Jeśli ktoś się spodziewa, że Policja, która trafia na miejsce zdarzenia, gdzie zastaje ofiarę domowej brutalności, niezwłocznie zapewnia takiej osobie wsparcie prawne i psychologiczne, jest w oczywistym błędzie. Tak się dzieje tylko w filmach rodem z Bollywood. W Polsce rzeczywistość jest mroczna. Ofiara przemocy pozostawiana jest najczęściej samej sobie. Sama musi (o ile potrafi i jest w stanie) poszukać pomocy. Musi też być ją na to stać, bo system nie działa, albo działa ale jedynie w teorii.
Starszy aspirant, Grzegorz Stasiak, oficer prasowy tomaszowskiej Komendy Powiatowej Policji przyznaje, że w łódzkiej komendzie wojewódzkiej funkcjonuje ogniwo, które zatrudnia psychologów. Z ich pomocy korzysta się w sporadycznych przypadkach. Tymczasem rozmowa z psychologiem potrzebna jest niemalże od pierwszych chwil po tym, jak została podjęta interwencja. Ofiara nie może być "porzucona".

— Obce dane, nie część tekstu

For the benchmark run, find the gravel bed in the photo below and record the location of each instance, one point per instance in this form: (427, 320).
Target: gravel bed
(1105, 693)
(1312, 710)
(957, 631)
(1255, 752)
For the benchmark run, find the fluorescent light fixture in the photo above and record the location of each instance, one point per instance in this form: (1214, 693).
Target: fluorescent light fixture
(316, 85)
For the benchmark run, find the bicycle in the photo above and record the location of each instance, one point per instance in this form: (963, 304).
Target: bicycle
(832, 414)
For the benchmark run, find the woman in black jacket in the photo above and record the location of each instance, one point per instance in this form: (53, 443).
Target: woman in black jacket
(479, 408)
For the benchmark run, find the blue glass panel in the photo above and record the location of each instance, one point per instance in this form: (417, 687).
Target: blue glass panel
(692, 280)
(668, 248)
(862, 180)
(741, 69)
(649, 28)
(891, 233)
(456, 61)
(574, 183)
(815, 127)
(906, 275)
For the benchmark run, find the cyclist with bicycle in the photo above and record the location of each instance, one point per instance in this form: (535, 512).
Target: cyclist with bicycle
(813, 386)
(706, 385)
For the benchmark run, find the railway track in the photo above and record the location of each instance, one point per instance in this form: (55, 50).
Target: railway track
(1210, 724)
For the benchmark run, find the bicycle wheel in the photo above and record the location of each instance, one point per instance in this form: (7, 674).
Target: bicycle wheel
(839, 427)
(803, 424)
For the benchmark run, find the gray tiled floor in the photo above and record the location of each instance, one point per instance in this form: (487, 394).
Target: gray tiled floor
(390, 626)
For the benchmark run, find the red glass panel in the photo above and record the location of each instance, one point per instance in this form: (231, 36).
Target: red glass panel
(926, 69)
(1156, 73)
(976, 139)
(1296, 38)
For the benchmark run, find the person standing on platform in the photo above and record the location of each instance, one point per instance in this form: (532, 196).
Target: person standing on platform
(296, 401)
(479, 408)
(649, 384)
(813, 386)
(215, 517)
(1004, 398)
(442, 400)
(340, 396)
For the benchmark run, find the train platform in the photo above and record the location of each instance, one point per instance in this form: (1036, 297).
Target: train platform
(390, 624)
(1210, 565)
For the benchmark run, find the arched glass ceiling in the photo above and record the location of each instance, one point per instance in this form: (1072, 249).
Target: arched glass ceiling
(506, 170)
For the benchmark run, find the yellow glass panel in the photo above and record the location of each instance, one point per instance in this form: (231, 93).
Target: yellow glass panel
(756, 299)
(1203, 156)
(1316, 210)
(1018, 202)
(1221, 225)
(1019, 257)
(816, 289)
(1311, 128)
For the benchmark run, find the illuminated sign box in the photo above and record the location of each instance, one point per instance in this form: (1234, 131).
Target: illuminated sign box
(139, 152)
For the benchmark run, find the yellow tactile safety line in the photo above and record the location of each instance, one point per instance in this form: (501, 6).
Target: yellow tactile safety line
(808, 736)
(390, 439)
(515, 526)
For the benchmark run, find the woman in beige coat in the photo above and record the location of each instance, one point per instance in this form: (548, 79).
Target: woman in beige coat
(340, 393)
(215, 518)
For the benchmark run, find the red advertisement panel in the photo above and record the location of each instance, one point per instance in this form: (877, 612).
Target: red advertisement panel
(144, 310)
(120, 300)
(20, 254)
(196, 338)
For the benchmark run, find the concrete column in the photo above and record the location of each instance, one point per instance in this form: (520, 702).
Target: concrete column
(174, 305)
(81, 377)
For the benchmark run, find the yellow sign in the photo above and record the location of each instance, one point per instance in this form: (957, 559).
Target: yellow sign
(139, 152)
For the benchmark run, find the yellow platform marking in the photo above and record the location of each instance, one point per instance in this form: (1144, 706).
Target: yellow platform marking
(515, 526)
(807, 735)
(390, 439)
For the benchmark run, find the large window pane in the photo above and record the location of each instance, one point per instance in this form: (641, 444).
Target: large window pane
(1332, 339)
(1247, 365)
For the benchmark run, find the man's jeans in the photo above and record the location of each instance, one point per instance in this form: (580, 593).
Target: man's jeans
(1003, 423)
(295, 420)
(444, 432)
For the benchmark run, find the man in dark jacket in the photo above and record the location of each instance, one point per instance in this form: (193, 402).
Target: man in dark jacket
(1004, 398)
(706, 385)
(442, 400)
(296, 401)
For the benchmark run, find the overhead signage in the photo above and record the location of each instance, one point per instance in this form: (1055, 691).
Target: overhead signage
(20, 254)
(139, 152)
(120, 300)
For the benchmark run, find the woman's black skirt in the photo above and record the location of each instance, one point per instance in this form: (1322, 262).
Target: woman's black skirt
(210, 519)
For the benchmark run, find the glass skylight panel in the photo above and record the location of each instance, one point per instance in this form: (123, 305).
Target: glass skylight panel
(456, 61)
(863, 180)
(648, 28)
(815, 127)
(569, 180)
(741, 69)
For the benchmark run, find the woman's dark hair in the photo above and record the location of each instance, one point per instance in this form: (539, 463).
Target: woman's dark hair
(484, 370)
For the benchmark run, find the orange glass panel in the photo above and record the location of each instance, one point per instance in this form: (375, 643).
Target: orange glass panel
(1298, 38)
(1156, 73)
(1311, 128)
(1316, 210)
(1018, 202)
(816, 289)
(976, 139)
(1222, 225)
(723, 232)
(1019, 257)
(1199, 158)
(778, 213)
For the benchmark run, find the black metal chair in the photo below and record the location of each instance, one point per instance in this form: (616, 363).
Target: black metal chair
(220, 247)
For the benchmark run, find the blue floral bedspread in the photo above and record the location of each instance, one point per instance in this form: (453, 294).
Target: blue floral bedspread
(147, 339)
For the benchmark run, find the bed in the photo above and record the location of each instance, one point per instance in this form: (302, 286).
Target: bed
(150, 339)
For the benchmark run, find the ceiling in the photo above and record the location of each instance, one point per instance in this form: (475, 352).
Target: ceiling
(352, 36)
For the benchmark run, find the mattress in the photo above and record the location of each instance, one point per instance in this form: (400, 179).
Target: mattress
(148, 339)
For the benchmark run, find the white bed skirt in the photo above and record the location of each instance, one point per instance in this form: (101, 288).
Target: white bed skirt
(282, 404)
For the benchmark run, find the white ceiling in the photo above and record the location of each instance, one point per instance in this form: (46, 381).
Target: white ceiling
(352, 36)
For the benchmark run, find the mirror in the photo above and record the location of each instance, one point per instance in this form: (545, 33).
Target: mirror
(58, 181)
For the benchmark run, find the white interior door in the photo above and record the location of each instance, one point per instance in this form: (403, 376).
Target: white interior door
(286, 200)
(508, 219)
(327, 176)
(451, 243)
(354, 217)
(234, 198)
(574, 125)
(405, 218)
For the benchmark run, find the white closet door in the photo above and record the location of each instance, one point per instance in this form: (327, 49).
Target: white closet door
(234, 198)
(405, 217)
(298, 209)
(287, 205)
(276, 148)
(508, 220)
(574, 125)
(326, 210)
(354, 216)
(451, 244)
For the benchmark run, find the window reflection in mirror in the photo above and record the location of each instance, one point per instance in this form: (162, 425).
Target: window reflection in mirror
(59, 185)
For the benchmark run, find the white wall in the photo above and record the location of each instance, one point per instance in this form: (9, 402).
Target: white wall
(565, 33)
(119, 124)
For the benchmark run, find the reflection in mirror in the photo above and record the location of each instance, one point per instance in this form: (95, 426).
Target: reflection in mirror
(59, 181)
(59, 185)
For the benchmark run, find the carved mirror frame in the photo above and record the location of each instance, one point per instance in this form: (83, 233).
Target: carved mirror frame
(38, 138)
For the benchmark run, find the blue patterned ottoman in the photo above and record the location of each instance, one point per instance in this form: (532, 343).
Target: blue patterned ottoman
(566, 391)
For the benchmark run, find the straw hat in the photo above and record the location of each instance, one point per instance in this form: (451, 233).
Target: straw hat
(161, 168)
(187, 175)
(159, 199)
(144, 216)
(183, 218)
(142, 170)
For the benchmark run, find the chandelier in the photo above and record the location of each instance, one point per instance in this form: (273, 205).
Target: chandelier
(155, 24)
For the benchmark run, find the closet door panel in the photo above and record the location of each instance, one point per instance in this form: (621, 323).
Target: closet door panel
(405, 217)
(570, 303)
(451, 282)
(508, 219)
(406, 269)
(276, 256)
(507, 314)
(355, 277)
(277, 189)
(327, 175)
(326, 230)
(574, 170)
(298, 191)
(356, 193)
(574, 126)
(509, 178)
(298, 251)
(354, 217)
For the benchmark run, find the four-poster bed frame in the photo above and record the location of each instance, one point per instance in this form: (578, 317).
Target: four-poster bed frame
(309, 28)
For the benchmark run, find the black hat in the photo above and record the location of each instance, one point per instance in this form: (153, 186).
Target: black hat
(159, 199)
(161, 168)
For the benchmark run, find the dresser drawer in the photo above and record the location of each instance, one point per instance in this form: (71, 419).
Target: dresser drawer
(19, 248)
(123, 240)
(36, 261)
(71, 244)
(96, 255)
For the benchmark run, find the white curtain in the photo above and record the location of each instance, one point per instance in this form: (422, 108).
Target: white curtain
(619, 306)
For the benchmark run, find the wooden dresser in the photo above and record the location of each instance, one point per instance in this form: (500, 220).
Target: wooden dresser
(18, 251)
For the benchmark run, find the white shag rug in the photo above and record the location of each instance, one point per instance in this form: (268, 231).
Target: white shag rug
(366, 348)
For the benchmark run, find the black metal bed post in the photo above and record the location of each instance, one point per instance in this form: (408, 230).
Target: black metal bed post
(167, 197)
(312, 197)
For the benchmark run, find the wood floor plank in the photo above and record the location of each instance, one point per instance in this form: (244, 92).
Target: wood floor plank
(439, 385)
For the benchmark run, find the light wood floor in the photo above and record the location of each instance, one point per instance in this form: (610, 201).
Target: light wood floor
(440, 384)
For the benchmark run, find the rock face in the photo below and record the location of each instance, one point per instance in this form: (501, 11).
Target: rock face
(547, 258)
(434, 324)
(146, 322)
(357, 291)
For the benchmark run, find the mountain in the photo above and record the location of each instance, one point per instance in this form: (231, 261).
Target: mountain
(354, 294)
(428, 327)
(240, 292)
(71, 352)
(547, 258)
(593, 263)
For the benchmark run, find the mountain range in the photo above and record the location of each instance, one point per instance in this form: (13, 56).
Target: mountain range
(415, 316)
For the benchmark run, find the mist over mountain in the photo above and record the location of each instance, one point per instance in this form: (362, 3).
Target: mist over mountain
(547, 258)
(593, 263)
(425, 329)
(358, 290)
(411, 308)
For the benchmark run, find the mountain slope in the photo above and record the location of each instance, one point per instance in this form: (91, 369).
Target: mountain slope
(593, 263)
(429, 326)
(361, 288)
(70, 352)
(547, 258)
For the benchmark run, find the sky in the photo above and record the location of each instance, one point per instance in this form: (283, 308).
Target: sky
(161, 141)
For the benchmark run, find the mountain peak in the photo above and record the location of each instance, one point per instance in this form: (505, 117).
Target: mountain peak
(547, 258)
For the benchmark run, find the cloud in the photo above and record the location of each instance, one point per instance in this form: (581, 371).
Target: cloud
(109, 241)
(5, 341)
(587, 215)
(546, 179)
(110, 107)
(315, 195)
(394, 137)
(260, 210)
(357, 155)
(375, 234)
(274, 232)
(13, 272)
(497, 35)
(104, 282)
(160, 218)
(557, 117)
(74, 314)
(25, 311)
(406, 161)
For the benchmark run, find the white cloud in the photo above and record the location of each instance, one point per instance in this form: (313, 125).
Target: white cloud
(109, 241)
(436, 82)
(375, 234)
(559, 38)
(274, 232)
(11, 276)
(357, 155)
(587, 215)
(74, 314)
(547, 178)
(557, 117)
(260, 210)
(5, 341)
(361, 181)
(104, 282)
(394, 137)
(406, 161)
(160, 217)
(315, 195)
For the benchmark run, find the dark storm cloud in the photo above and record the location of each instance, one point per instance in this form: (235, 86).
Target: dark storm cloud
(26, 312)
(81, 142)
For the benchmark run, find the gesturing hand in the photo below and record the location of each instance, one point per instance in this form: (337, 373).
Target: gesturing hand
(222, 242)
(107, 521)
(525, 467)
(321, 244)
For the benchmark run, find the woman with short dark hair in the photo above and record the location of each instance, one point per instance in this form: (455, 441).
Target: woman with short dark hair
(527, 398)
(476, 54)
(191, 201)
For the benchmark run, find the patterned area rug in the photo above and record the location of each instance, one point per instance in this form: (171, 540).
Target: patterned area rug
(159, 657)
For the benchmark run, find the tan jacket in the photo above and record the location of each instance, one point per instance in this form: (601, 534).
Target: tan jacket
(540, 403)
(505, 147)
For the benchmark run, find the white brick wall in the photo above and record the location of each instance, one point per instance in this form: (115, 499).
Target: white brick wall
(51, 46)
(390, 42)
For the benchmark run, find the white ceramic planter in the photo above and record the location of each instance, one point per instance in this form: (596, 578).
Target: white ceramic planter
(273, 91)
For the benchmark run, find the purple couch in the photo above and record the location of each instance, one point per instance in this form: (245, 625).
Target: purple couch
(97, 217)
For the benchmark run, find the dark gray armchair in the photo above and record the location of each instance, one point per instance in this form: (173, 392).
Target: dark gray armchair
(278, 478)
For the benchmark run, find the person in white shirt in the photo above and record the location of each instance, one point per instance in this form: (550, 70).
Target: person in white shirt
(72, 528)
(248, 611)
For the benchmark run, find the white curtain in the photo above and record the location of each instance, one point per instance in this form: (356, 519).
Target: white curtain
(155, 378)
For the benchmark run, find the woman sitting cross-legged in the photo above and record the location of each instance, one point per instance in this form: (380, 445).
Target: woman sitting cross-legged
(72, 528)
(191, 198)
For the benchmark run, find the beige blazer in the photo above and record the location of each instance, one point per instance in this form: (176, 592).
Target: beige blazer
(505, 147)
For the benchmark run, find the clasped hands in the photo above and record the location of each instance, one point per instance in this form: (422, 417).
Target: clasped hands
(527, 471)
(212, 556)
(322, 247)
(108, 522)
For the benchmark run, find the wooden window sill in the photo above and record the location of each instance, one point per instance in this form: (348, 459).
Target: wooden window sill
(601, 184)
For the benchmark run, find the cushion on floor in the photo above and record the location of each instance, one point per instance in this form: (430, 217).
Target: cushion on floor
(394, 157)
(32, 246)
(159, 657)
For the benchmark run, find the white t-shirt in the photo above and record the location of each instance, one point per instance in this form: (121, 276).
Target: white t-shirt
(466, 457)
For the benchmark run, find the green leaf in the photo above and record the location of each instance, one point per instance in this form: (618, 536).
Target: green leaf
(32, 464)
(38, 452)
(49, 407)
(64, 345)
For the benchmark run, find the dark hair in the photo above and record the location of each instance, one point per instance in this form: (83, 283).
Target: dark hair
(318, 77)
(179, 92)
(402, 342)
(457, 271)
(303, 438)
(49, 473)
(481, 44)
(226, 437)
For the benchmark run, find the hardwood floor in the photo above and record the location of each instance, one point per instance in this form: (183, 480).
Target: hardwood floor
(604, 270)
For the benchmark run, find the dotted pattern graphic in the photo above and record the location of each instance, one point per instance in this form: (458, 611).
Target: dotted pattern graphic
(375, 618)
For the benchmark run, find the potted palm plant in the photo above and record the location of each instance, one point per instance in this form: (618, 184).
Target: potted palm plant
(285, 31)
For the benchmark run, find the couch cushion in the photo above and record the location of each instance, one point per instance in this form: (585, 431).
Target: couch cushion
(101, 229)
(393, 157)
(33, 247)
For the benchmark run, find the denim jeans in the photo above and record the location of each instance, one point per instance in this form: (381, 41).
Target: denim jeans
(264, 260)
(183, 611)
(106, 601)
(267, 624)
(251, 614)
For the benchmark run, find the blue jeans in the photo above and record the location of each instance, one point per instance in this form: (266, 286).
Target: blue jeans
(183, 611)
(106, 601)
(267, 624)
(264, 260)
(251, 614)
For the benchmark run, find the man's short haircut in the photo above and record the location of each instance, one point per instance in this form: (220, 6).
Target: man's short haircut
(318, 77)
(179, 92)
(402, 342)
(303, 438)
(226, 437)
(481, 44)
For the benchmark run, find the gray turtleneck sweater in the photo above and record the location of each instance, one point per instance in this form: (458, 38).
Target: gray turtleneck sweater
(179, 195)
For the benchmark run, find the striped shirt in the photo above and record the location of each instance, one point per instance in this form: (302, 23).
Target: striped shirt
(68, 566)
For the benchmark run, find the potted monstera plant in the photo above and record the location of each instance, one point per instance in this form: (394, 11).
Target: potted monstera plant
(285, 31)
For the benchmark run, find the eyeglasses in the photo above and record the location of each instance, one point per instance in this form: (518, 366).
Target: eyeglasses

- I nie jest. W tym konkretnym przypadku udzieliliśmy wsparcia psychologicznego. Robimy tak za każdym razem kiedy mamy do czynienia z ofiarami przemocy. Oczywiście nic na siłę. Osoby poszkodowane muszą tej pomocy chcieć. Tomaszowskie Centrum Zdrowia zatrudnia świetnych specjalistów. Mamy też poradnię psychologiczną i zdrowia psychicznego. Uruchomiliśmy też poradnie psychologiczną dla dzieci i młodzieży - wyjaśnia Konrad Borowski
Modelu działania, którym pomoc kierowana jest bezpośrednio do ofiary przemocy wypracowanego jednak nie ma. - Policja działa według uznania. Przede wszystkim w takich przypadkach zakładana jest tzw. niebieska karta. Zatrudniani w Powiatowym Centrum Pomocy Rodzinie nigdy nie odmawiają pomocy. Często pomagamy przy wypadkach, tragicznych zdarzeniach losowych. Tomaszowscy policjanci wiedzą do kogo się zwrócić - mówi dyrektor PCPR, Andrzej Więckowski
Większy problem z pomocą psychologiczną jest ze strony Miejskiego Ośrodka Pomocy Społecznej - Mamy problem z zatrudnieniem specjalistów. Kiedyś zatrudnialiśmy trójkę psychologów. Prowadzimy teraz nabór ale nieskuteczny - wyjaśnia dyrektor Jolanta Szustorowska.